Customer segmentation is the process of grouping customers together based on some common characteristics, based on their interactions with the business. In most cases this interaction is in terms of their purchase behavior and patterns. These groups are beneficial for marketing campaigns, in identifying potential profitable customers and in developing customer loyalty.
To identify clusters of customer based on their purchase behaviour by taking into account the recency, frequency and monetary value of their transactions.
Each row of data represents a transaction and each column contains a transaction's attributes.

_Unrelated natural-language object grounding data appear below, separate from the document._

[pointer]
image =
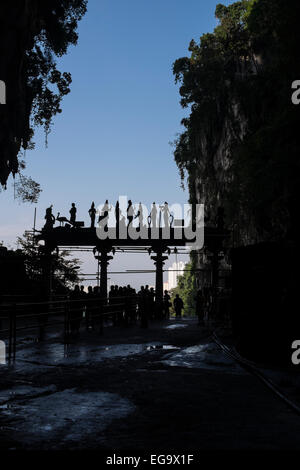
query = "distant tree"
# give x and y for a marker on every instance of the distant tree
(186, 288)
(32, 34)
(65, 269)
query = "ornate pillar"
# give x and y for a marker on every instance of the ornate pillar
(159, 261)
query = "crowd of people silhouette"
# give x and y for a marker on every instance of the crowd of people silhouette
(124, 306)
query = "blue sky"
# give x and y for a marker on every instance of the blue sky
(113, 136)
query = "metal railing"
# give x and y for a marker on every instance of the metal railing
(21, 316)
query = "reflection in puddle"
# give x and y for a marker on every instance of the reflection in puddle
(204, 356)
(59, 354)
(66, 414)
(161, 347)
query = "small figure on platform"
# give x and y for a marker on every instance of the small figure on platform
(92, 214)
(166, 305)
(104, 213)
(73, 211)
(117, 216)
(220, 218)
(178, 305)
(50, 219)
(130, 212)
(153, 215)
(166, 214)
(140, 216)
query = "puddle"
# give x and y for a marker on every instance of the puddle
(67, 416)
(175, 326)
(204, 356)
(161, 347)
(57, 354)
(22, 392)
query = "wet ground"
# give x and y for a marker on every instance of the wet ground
(165, 388)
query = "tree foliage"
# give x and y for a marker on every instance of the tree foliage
(32, 35)
(65, 269)
(186, 288)
(240, 145)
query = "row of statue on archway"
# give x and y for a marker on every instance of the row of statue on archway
(154, 218)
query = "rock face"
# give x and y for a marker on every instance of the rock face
(18, 25)
(32, 33)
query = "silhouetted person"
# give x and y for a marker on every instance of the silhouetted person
(117, 216)
(50, 219)
(92, 214)
(142, 306)
(76, 311)
(166, 304)
(89, 307)
(73, 211)
(166, 214)
(130, 212)
(140, 216)
(200, 306)
(178, 305)
(153, 215)
(220, 218)
(103, 217)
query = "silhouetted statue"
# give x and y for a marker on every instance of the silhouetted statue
(140, 216)
(166, 214)
(73, 211)
(92, 214)
(117, 216)
(166, 305)
(104, 213)
(220, 218)
(178, 305)
(50, 219)
(130, 212)
(153, 215)
(61, 220)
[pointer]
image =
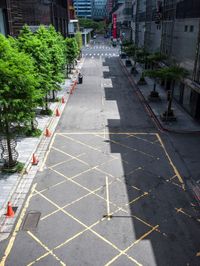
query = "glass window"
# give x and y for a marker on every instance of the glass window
(186, 28)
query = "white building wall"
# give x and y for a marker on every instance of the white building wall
(185, 42)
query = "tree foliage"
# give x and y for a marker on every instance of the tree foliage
(72, 50)
(78, 37)
(17, 84)
(89, 23)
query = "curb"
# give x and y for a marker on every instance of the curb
(149, 109)
(20, 190)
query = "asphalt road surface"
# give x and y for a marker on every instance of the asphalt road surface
(109, 193)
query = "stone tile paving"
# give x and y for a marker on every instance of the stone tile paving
(15, 186)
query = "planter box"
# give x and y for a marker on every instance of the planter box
(128, 63)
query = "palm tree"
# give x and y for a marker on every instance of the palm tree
(154, 59)
(154, 74)
(173, 74)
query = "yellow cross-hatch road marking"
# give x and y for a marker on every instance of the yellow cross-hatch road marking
(17, 227)
(90, 228)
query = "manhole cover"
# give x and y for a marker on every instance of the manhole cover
(31, 221)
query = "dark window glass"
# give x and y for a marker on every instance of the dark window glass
(191, 28)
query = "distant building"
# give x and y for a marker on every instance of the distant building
(124, 17)
(83, 8)
(99, 9)
(109, 7)
(173, 28)
(14, 14)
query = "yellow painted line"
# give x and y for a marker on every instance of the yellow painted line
(17, 227)
(139, 219)
(134, 243)
(171, 163)
(82, 143)
(136, 199)
(45, 247)
(136, 188)
(73, 157)
(145, 140)
(171, 178)
(183, 212)
(101, 133)
(65, 161)
(47, 153)
(133, 149)
(71, 203)
(107, 198)
(121, 208)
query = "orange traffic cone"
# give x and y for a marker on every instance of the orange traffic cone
(63, 100)
(57, 112)
(10, 213)
(47, 133)
(34, 160)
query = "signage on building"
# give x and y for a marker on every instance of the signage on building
(114, 26)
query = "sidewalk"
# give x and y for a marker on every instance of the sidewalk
(14, 187)
(184, 123)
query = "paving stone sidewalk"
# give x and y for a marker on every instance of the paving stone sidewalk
(14, 187)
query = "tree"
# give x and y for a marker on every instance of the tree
(57, 59)
(18, 83)
(36, 46)
(72, 51)
(155, 74)
(78, 37)
(173, 74)
(154, 59)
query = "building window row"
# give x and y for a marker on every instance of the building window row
(188, 28)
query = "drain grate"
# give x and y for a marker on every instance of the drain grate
(31, 220)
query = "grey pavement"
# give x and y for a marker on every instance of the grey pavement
(184, 123)
(14, 187)
(111, 190)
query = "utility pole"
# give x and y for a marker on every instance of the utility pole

InvoiceNo : A unique identifier for the invoice. An invoice number shared across rows means that those transactions were performed in a single invoice (multiple purchases).
StockCode : Identifier for items contained in an invoice.
Description : Textual description of each of the stock item.
Quantity : The quantity of the item purchased.
InvoiceDate : Date of purchase.
UnitPrice : Value of each item.
CustomerID : Identifier for customer making the purchase.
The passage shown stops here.